How to Make AI UGC Store-Discovery Ads with Claude, Seedance 2.0, and GPT Image 2

Written By
Ahad ShamsAhad Shams
hero=section

TL;DR

The store-discovery UGC ad follows a creator on a handheld camera as they walk into a store hunting for a product, scan the shelves, find it, react to the camera as if it is a lucky find because the product is always sold out, and then deliver a short talking-head pitch on why it is worth the hunt. You can produce this format end to end with three AI tools: GPT Image 2 generates the actor as a consistent character and the product reference, Claude Opus 4.8 writes the script and the per-shot video prompts, and Seedance 2.0 renders the clips from those prompts.
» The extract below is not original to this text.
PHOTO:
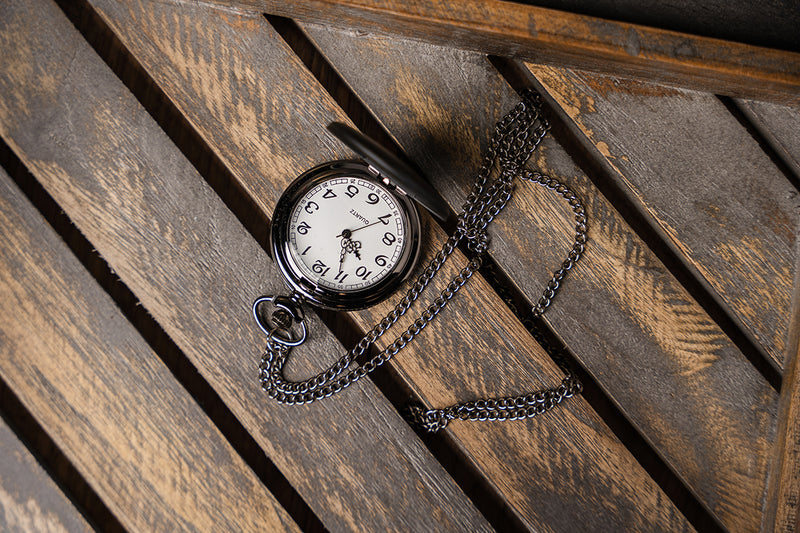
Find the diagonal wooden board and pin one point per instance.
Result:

Every prompt you need is written in full on this page. Once you have done it once and dialed in your actor, one finished store-discovery ad takes about an hour from idea to export. The creator in these ads is AI-generated and never filmed, which is what makes the format cheap to produce at volume.

Why does the store-discovery format convert?
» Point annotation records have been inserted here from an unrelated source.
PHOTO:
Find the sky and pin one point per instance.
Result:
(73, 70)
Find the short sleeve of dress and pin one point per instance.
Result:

The format stacks three psychological triggers into one fifteen to thirty second clip, and it does it while looking like a video a friend shot on their phone. That combination is what beats a polished product ad in the feed.

The scarcity framing does the heavy lifting. When the creator says the product is sold out everywhere and they finally found it, the viewer reads the product as already validated by demand. Nobody hunts for something nobody wants. The scarcity line converts a feature claim into social proof without stating a single statistic.
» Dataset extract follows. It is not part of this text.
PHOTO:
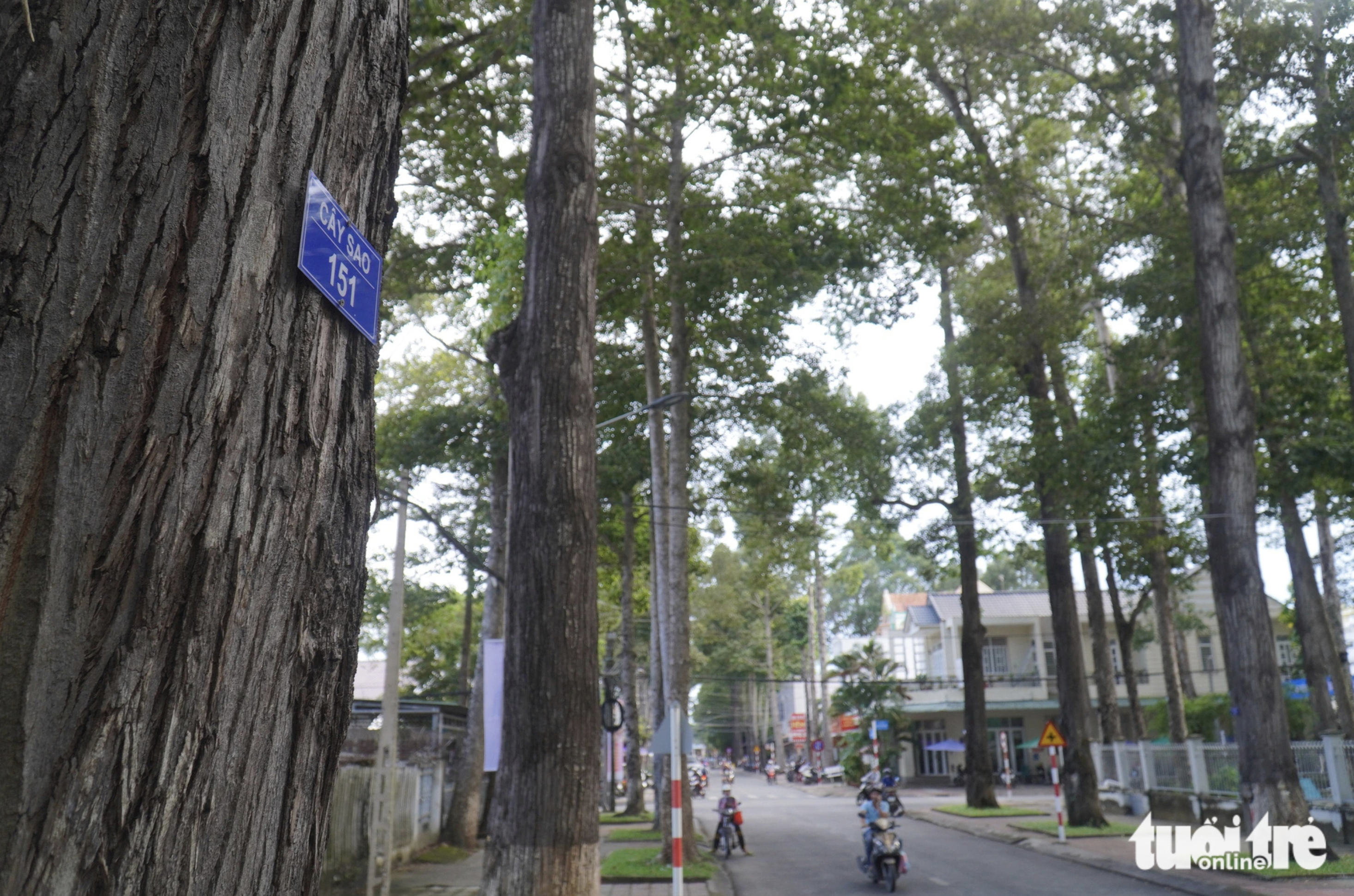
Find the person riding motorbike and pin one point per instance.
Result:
(727, 802)
(872, 811)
The hunt builds the anticipation that makes the payoff land. You are watching someone scan shelves with real tension, so when they find it, you feel the small hit of relief with them. That earned reaction reads as genuine in a way a staged smile never does. The discovery moment is the emotional center of the ad, and it only works because the hunt set it up.

Then the talking-head pitch closes. By the time the creator turns to camera, you have already accepted that the product is in demand and that this person is excited for real. The pitch is no longer an ad read. It is a recommendation from someone who just got lucky. The handheld, slightly imperfect camera work is the final piece, because it signals organic content and slips past the part of the viewer that scrolls away from anything that looks bought.

What is the 6-beat structure of a store-discovery ad?

Every shot you generate maps to one of these six beats. This is the destination. The Claude and Seedance steps below produce exactly these beats in order.

  1. Cold-open hook. The creator walks through the store entrance, camera following, already talking. The hook line lands in the first second.
  2. The hunt. They move down an aisle scanning shelves, mild tension, narrating that this thing is impossible to find.
  3. The find. Camera pushes in on the product on the shelf. A beat of recognition.
  4. The reaction. They grab it, turn to camera, and deliver the scarcity line with genuine excitement.
  5. The pitch. A short talking-head segment, product in frame, on why it is worth hunting for.
  6. The soft CTA. One natural line telling the viewer where to get it, no hard sell.

Six beats, four to six rendered shots, because the pitch and CTA usually share one talking-head shot. Keep that map in front of you for the rest of this guide.

What you need

  • GPT Image 2 access, for the actor and product reference images. It has a free entry point you can start with; high-volume generation moves to paid credits. [VERIFY: current GPT Image 2 free-tier limits]
  • Claude access, for the script and shot prompts. The free tier is enough to run the prompt below; heavy use moves to a paid plan.
  • Seedance 2.0 access, for rendering the clips. Image-to-video rendering generally consumes credits, so plan for paid tiers at the render step. [VERIFY: current Seedance 2.0 pricing and free-tier limits]
  • A basic editor for stitching shots, adding captions, and adding the CTA frame. CapCut or any timeline editor works.
  • Your product image, ideally a clean front-facing shot of the packaging with a readable label.

Honest note on cost: the tools have free entry points, but a finished, rendered video usually touches paid credits at the Seedance step. Treat this as low-cost, not zero-cost. If chaining three tools is not appealing, this same store-discovery format also exists as a one-step template inside HeyOz. The rest of this guide teaches the manual method, which is the main event.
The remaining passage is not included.